Sibulue (15/02) – Kanit Reskrim Polsek Sibulue, Aiptu H. Gusnaedi, hari ini disibukkan dengan penanganan kasus tindak pidana penganiayaan yang terjadi di wilayah Kecamatan Sibulue. Setelah melalui beberapa kali penjadwalan ulang, akhirnya kedua belah pihak berhasil dipertemukan untuk menyelesaikan perkara secara damai di Mapolsek Sibulue.
Menurut Aiptu H. Gusnaedi, kasus penganiayaan ini sebenarnya tidak terlalu rumit. Namun, proses mediasi sempat terkendala oleh kesibukan masing-masing pihak yang terlibat. “Alhamdulillah, hari ini kami berhasil menjadwalkan pertemuan setelah beberapa kali tertunda. Kepala desa juga hadir untuk membantu menyelesaikan permasalahan ini,” ujarnya.
Dalam mediasi tersebut, kedua belah pihak sepakat untuk menyelesaikan masalah secara kekeluargaan.

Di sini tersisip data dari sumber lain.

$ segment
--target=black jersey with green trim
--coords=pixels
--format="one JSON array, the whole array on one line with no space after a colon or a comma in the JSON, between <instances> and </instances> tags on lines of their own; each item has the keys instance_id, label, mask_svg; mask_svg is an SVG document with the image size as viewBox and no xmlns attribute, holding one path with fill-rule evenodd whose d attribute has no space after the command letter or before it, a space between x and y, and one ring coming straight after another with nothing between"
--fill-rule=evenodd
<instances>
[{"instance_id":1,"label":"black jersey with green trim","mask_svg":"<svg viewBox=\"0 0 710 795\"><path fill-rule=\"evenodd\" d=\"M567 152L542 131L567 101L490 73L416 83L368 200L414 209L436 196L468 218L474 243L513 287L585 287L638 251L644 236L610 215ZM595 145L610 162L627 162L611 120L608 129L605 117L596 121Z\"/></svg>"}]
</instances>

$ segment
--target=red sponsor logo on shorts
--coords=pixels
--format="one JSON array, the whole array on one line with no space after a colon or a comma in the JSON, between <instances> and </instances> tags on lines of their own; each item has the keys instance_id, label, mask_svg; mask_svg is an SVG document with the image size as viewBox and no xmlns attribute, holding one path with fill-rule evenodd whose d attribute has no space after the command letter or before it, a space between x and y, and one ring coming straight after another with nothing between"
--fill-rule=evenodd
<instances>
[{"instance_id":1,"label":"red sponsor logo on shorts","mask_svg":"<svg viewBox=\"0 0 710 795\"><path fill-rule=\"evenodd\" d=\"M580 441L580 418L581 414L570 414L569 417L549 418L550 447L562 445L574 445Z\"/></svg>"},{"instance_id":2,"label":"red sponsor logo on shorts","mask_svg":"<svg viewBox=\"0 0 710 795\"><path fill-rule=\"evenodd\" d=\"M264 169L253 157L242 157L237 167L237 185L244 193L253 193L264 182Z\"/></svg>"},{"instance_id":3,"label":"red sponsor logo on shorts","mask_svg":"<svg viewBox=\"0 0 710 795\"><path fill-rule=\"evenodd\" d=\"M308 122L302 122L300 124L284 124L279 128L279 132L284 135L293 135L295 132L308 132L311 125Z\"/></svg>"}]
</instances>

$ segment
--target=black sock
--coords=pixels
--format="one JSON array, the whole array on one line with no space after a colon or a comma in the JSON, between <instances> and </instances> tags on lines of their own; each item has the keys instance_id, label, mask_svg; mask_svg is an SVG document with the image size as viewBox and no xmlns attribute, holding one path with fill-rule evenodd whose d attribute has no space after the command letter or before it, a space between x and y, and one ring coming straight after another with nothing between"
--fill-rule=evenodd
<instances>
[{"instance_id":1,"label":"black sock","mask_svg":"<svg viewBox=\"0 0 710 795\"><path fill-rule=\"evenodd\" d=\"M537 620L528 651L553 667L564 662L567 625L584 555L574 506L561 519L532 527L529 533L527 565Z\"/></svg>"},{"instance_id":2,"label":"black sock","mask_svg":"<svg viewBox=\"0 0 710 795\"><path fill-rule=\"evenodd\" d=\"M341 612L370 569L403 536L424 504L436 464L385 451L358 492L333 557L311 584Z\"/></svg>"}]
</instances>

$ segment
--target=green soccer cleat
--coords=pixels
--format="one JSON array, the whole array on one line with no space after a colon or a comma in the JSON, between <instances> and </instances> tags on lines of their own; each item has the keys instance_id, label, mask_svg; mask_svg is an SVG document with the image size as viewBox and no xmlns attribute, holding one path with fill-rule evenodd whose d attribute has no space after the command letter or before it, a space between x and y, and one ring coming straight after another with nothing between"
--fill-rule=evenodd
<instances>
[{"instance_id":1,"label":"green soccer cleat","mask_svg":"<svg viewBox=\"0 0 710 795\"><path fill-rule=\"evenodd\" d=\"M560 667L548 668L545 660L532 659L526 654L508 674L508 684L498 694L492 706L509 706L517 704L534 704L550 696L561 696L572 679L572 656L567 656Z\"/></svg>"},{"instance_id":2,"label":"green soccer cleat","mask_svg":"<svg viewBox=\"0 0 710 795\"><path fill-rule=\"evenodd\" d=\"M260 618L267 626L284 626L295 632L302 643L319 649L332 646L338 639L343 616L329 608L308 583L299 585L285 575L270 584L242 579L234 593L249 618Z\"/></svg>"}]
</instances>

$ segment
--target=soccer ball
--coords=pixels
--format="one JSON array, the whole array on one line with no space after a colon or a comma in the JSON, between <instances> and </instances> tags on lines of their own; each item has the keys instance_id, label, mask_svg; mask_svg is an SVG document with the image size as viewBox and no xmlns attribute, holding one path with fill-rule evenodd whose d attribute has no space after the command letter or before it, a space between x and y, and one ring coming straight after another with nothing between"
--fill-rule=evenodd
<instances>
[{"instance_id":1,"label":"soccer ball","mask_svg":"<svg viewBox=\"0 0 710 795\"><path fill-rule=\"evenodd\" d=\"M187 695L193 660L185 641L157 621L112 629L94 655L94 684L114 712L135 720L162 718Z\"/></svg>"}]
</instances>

Mereka menandatangani surat pernyataan damai yang difasilitasi oleh pihak kepolisian dan pemerintah desa. Dengan adanya kesepakatan ini, kasus penganiayaan tersebut tidak dilanjutkan ke proses hukum lebih lanjut.
Kapolsek Sibulue, Iptu Muh. Arfah yang turut mengawasi jalannya mediasi, mengapresiasi kesepakatan damai ini. “Kami selalu mengedepankan penyelesaian secara musyawarah dalam kasus-kasus tertentu, terutama jika kedua belah pihak bersedia berdamai. Namun, tentu tetap mengacu pada aturan hukum yang berlaku,” katanya.
Dengan selesainya kasus ini secara damai, diharapkan tidak ada lagi konflik serupa yang terjadi di kemudian hari. Masyarakat diimbau untuk menyelesaikan permasalahan dengan kepala dingin dan mengedepankan musyawarah sebelum mengambil tindakan yang dapat merugikan diri sendiri maupun orang lain.